About a third of U.S. households lack broadband internet. 5G may change that

This article originally appeared on Digital Trends by Anita George.

A new report that addresses the topic of broadband internet access in the United States features a startling statistic: Almost a third of U.S. households do not have access to a broadband internet connection.

The report was published by market research company The NPD Group. According to a press release published by The NPD Group on Thursday, July 25, the report, known as the Rural America and Technology report, found that 31% of U.S. households didn’t have a broadband connection. In this case, a broadband internet connection would be defined as a connection that provides either a minimum of 25Mbps download speed or greater. The report notes that 31% of households without broadband would work out to “roughly 100 million consumers” who don’t have access to broadband connections and that most of these households are in rural markets.

The NPD Group’s statement on the report also went on to note the effects of not having broadband on these rural communities. While these households may have internet access, it may be at a slower speed which can preclude these consumers from taking full advantage of online activities like telecommuting to work or streaming videos. The press release also included a statement from Eddie Hold, the president of NPD Connected Intelligence, on the impact of not having a broadband connection:

“The so-called digital divide, between those that can or cannot make the best use of the internet, can be clearly felt in rural markets where the lack of broadband impacts everything from entertainment to the educational system.
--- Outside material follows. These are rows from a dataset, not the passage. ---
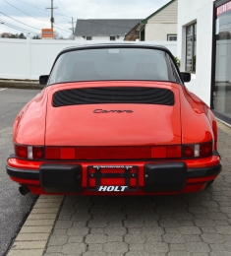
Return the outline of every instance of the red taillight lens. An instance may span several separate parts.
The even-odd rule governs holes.
[[[60,160],[75,160],[76,149],[75,148],[60,148]]]
[[[59,148],[46,148],[45,149],[45,159],[46,160],[60,160]]]
[[[167,146],[167,158],[181,158],[181,146],[180,145],[173,145]]]
[[[43,147],[15,145],[16,157],[28,160],[43,160]]]
[[[184,158],[205,158],[212,155],[212,142],[183,146]]]
[[[167,149],[164,147],[151,147],[151,159],[166,159]]]
[[[21,159],[28,159],[28,147],[15,145],[15,155]]]
[[[181,145],[151,147],[151,159],[181,158]]]
[[[194,145],[185,145],[184,146],[184,157],[185,158],[194,158]]]
[[[41,147],[32,147],[32,159],[33,160],[43,160],[43,148]]]
[[[200,157],[209,157],[212,155],[212,143],[200,145]]]

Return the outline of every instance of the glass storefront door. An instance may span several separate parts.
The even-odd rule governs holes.
[[[231,123],[231,1],[217,7],[214,110]],[[220,117],[220,116],[218,116]],[[230,119],[230,120],[229,120]]]

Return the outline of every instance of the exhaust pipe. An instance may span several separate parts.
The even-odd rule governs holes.
[[[29,189],[28,187],[26,187],[26,186],[20,186],[19,187],[19,191],[20,191],[20,194],[23,195],[23,196],[25,196],[29,192],[30,192]]]

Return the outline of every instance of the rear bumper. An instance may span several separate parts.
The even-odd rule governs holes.
[[[34,194],[118,195],[118,192],[115,191],[119,191],[120,194],[126,195],[146,195],[196,192],[202,190],[208,181],[216,178],[222,168],[218,156],[212,156],[209,160],[202,160],[200,164],[199,161],[192,160],[168,162],[61,163],[34,161],[29,162],[29,164],[28,163],[29,162],[14,158],[9,159],[7,173],[12,180],[26,185]],[[87,170],[89,165],[136,166],[138,171],[134,182],[136,183],[137,189],[135,188],[128,191],[123,189],[118,190],[117,186],[114,191],[102,190],[99,192],[96,189],[89,189],[89,172]],[[31,168],[29,168],[29,166],[31,166]],[[106,175],[112,174],[106,173]],[[132,172],[128,175],[132,175]],[[97,180],[96,176],[97,174],[95,174],[95,182]],[[128,176],[127,179],[129,179]],[[112,182],[107,185],[115,184]]]

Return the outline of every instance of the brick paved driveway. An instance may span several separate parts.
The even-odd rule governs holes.
[[[231,129],[219,124],[223,170],[176,196],[65,197],[45,256],[231,255]]]

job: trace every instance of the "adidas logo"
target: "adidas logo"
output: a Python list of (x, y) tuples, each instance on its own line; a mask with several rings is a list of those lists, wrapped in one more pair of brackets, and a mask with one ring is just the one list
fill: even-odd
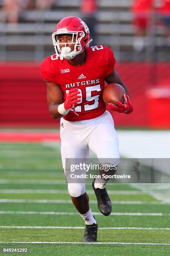
[(85, 77), (83, 74), (81, 74), (78, 77), (78, 79), (82, 79), (83, 78), (86, 78), (86, 77)]

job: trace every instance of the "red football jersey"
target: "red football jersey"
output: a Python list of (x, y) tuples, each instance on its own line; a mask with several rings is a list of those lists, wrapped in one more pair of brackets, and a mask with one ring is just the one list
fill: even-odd
[(105, 79), (113, 70), (115, 60), (108, 47), (99, 45), (86, 49), (86, 61), (80, 66), (73, 66), (64, 59), (56, 59), (55, 54), (42, 62), (40, 73), (48, 82), (59, 84), (63, 95), (63, 102), (69, 90), (80, 91), (81, 102), (75, 108), (75, 115), (70, 110), (64, 118), (68, 121), (91, 119), (102, 115), (106, 110), (102, 98)]

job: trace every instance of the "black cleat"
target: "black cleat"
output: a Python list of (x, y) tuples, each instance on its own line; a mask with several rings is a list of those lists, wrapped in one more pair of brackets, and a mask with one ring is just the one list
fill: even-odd
[(102, 214), (108, 216), (112, 211), (112, 202), (105, 188), (103, 189), (95, 188), (95, 179), (92, 182), (92, 187), (96, 196), (98, 208)]
[(93, 223), (91, 225), (86, 225), (83, 242), (96, 242), (98, 233), (98, 223)]

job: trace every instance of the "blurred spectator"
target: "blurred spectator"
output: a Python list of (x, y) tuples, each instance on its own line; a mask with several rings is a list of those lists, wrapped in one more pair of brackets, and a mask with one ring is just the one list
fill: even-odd
[(82, 18), (88, 25), (90, 30), (90, 38), (95, 39), (91, 43), (92, 45), (97, 44), (95, 26), (97, 20), (95, 14), (98, 10), (98, 0), (82, 0), (81, 11)]
[(159, 12), (165, 28), (165, 44), (170, 46), (170, 0), (161, 0)]
[(1, 21), (17, 23), (20, 11), (32, 6), (32, 0), (3, 0)]
[(135, 29), (133, 48), (135, 51), (140, 51), (144, 49), (145, 37), (147, 28), (150, 25), (153, 8), (153, 0), (133, 0), (132, 11)]
[(50, 9), (55, 0), (35, 0), (35, 8), (39, 10)]

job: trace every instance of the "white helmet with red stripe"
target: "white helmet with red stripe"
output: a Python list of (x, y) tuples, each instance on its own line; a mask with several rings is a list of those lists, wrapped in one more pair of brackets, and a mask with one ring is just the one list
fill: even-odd
[[(72, 35), (71, 44), (74, 44), (74, 50), (70, 51), (70, 47), (65, 46), (61, 49), (59, 36), (62, 34)], [(75, 41), (75, 38), (76, 37)], [(78, 17), (67, 17), (61, 20), (57, 25), (55, 31), (52, 34), (52, 41), (57, 56), (61, 59), (63, 58), (72, 59), (76, 55), (82, 52), (89, 45), (92, 41), (90, 40), (89, 29), (84, 21)]]

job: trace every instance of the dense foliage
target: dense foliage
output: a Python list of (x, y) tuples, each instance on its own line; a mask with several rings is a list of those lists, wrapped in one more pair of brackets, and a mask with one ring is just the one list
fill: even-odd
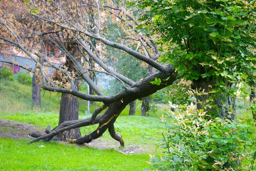
[(138, 6), (145, 14), (137, 28), (156, 33), (162, 61), (173, 64), (177, 77), (192, 81), (194, 89), (207, 93), (200, 108), (219, 117), (233, 113), (239, 84), (254, 79), (255, 2), (141, 0)]
[[(177, 106), (167, 116), (174, 118), (162, 132), (160, 145), (166, 155), (152, 157), (153, 168), (160, 171), (254, 170), (256, 157), (255, 128), (252, 119), (233, 122), (214, 119), (196, 106)], [(255, 167), (255, 166), (254, 166)]]

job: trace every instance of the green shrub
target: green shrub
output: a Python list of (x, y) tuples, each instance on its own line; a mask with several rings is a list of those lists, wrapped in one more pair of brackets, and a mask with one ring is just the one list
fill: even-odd
[(17, 80), (23, 84), (30, 85), (32, 84), (32, 77), (27, 73), (20, 72), (17, 74)]
[[(196, 106), (172, 105), (174, 120), (159, 146), (166, 149), (160, 158), (152, 157), (151, 164), (158, 171), (255, 170), (255, 128), (253, 120), (231, 122), (211, 119)], [(165, 118), (161, 118), (165, 122)], [(166, 125), (167, 123), (166, 123)]]
[(12, 69), (8, 67), (3, 67), (0, 68), (1, 78), (5, 78), (9, 80), (13, 81), (14, 74), (12, 72)]

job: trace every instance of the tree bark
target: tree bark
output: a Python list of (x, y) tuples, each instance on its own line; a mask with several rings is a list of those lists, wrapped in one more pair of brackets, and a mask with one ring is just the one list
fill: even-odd
[(149, 96), (143, 98), (141, 104), (141, 112), (140, 116), (148, 116), (148, 113), (147, 112), (149, 110), (149, 100), (150, 97)]
[(212, 79), (207, 81), (204, 78), (200, 78), (192, 81), (191, 88), (198, 91), (198, 94), (202, 94), (195, 95), (197, 108), (208, 111), (213, 118), (218, 117), (223, 119), (233, 120), (236, 112), (235, 99), (227, 95), (225, 92), (208, 93), (215, 90), (216, 83), (218, 83)]
[[(75, 81), (77, 90), (78, 90), (79, 81)], [(79, 98), (69, 94), (61, 93), (60, 116), (58, 125), (60, 125), (65, 121), (78, 120), (79, 116)], [(72, 129), (63, 132), (57, 136), (58, 139), (62, 141), (67, 141), (70, 139), (76, 139), (80, 137), (79, 128)]]
[(38, 77), (34, 73), (32, 78), (32, 104), (33, 106), (41, 106), (41, 85)]
[[(108, 104), (105, 104), (95, 110), (93, 114), (93, 116), (95, 117), (95, 119), (87, 118), (65, 122), (54, 128), (47, 134), (41, 136), (28, 142), (32, 143), (43, 139), (49, 141), (55, 136), (65, 130), (92, 125), (99, 124), (96, 130), (84, 136), (81, 136), (76, 140), (74, 140), (73, 142), (79, 144), (90, 142), (93, 139), (100, 137), (107, 129), (109, 128), (110, 129), (109, 131), (110, 133), (111, 132), (111, 136), (115, 139), (119, 141), (121, 145), (124, 145), (122, 138), (121, 138), (122, 136), (117, 133), (114, 133), (115, 131), (113, 131), (112, 127), (113, 126), (116, 119), (126, 105), (130, 102), (134, 101), (137, 99), (148, 96), (155, 93), (157, 90), (162, 89), (168, 85), (172, 84), (176, 80), (177, 73), (175, 72), (175, 70), (173, 69), (170, 65), (166, 67), (166, 70), (167, 71), (166, 72), (158, 72), (147, 77), (136, 83), (128, 90), (118, 93), (116, 96), (115, 96), (117, 98), (116, 98), (114, 101), (109, 101), (108, 103), (106, 103)], [(163, 84), (157, 85), (150, 83), (150, 82), (154, 80), (156, 77), (163, 80), (162, 81)], [(168, 77), (169, 77), (169, 79), (167, 81), (165, 81), (165, 79)], [(70, 91), (70, 93), (72, 92), (73, 91)], [(107, 106), (108, 108), (103, 114), (97, 116)]]
[[(252, 105), (255, 105), (256, 102), (256, 92), (255, 90), (255, 85), (254, 83), (251, 84), (251, 94), (250, 95), (250, 104), (251, 108)], [(256, 120), (256, 111), (252, 110), (252, 114), (253, 114), (253, 118)]]
[(136, 100), (130, 103), (129, 105), (130, 106), (129, 116), (135, 115), (136, 110)]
And even the state-level data masks the underlying reality that in the most rural markets in America, less than 20% of households have a broadband connection.”

And according to a map included in the press release (titled “Broadband Household Penetration By State”), approximately only six states have broadband internet connections for 80% or more of their households. The vast majority of the other U.S. states seem to fall within the 60-79% range.

But Hold also noted one silver lining about the digital divide/broadband scarcity issue: 5G mobile broadband may have the opportunity to have a positive impact on these rural communities as it could deliver “broadband to many households that have not previously had access.”